Les maoïstes ont cultivé leurs relations avec des forces qui leur étaient auparavant hostiles, comme le gouvernement indien ou le Parti communiste d’Inde, marxiste et farouchement anti-maoïste, au point d’aliéner leurs alliés étrangers. Leurs partisans, comme le Mouvement internationaliste révolutionnaire ou les maoïstes indiens, ont appuyé leur insurrection mais se sont également montrés critiques face aux compromis auxquels ils ont consenti dans le cadre du processus de paix. Ils estiment que leurs camarades népalais ont trahi les principes fondamentaux et anéanti les avantages pratiques qu’ils avaient réussi à s’assurer grâce à leur lutte armée.

En revanche, le bilan tiré par les maoïstes du Népal à l’issue de dix ans de « guerre populaire» est plus complexe. Ils estiment avoir acquis certains avantages durables, depuis un gain d’influence spectaculaire (grâce à un soutien populaire et une force militaire à peine imaginables en 1996) jusqu’à la réorientation des objectifs de la politique nationale (promotion de causes autrefois taboues comme le républicanisme et le fédéralisme). Mais l’évolution de la guerre a persuadé la plupart de leurs chefs qu’ils ne pouvaient faire cavalier seul et qu’ils devraient être plus flexibles pour pouvoir construire sur ces acquis.

Le processus de paix a forcé les maoïstes népalais à repenser leur vision théorique aussi bien que pratique. Les dirigeants du parti ont essayé de donner une image plus modérée en cherchant à équilibrer l’équation complexe du soutien et de l’opposition au Népal et à l’étranger. Les ministres maoïstes doivent coopérer avec des ministres d’autres partis et travailler avec l’administration même s’ils projettent une éventuelle insurrection et préparent l’isolement de leurs opposants "rétrogrades". Sur le plan idéologique, ils définissent le processus de paix comme une phase transitoire durant laquelle ils ont la possibilité de détruire « l’ancien régime » et de restructurer l’État. Ils se justifient en déclarant qu’accepter une « république démocratique » bourgeoise servira de tremplin vers une véritable « république populaire ». Les dirigeants maoïstes affirment pouvoir créer une nouvelle forme de "révolution pacifique" qui soit fidèle à leurs objectifs communistes mais qui reflète la réalité de la politique népalaise.
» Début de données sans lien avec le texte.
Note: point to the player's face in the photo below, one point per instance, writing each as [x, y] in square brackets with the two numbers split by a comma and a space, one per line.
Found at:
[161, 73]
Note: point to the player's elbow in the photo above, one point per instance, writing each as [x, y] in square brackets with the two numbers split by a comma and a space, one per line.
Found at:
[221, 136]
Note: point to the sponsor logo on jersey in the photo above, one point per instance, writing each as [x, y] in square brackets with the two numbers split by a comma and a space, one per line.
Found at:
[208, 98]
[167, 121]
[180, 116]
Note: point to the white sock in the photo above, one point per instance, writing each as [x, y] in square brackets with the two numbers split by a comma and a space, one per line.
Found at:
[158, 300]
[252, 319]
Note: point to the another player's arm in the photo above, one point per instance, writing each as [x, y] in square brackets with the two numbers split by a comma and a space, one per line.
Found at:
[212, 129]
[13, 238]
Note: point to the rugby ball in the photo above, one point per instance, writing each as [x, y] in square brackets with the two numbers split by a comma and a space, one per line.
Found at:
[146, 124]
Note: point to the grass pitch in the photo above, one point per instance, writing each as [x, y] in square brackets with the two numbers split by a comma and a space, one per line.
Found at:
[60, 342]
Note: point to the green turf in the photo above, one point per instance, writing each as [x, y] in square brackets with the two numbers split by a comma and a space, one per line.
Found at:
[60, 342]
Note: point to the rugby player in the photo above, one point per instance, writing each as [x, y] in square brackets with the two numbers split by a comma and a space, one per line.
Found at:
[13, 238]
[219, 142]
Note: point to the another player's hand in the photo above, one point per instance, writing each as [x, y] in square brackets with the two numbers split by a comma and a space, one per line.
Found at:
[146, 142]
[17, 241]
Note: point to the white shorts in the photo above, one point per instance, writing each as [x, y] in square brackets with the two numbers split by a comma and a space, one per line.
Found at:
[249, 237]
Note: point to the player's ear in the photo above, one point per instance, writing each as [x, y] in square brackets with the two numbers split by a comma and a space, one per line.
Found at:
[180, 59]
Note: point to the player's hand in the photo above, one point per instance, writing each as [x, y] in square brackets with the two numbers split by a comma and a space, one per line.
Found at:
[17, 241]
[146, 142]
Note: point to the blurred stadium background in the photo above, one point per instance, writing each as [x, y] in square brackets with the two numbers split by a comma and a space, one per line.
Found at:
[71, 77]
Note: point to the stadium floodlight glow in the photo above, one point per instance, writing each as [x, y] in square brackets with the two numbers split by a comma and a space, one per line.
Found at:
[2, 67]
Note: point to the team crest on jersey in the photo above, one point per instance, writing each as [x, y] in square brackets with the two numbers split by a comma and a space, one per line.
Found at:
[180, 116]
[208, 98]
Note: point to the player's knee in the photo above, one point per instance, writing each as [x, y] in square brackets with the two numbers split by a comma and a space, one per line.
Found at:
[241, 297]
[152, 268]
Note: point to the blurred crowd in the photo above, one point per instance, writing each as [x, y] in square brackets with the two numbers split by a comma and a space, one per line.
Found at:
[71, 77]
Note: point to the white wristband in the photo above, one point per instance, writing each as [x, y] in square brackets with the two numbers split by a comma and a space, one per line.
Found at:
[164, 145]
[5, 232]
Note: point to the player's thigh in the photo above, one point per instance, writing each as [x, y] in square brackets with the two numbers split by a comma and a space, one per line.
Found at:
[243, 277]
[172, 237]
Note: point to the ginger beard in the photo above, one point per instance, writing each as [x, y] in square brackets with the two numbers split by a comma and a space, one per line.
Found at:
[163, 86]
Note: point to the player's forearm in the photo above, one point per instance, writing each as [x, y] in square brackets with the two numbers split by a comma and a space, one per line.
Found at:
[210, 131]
Il est tentant de qualifier les maoïstes de radicaux intraitables ou d’opportunistes sans foi ni loi mais aucune de ces deux étiquettes ne correspond à la réalité. Leurs menaces de reprendre une insurrection en masse satisfont les traditionnalistes de leur propre camp et ne peuvent être ignorées. Mais les chefs qui ont lutté dur pour forger une nouvelle approche seront peu enclins à tourner le dos aux avantages acquis à grand-peine par des compromis. Ils savent qu’ils doivent faire face à une opposition interne mais ils pensent pouvoir tenir tant que le processus de paix continue sur son élan et leur permet d’atteindre certains de leurs principaux objectifs.

L’attitude qu’adopteront les maoïstes à mesure que se déroule le processus de paix dépendra donc autant du rôle joué par les autres acteurs politiques que de leurs propres décisions. Si les partis institutionnels restent résolument engagés dans le processus constituant, il sera difficile pour les maoïstes de faire marche arrière. Mais dans le cas contraire, les efforts des maoïstes de contrôler la rébellion pourraient bien échapper à leurs chefs et dériver vers un regain de violence. Dans cette éventualité, les maoïstes eux-mêmes auraient beaucoup à perdre, tout comme les partis démocratiques et, plus encore, le peuple népalais.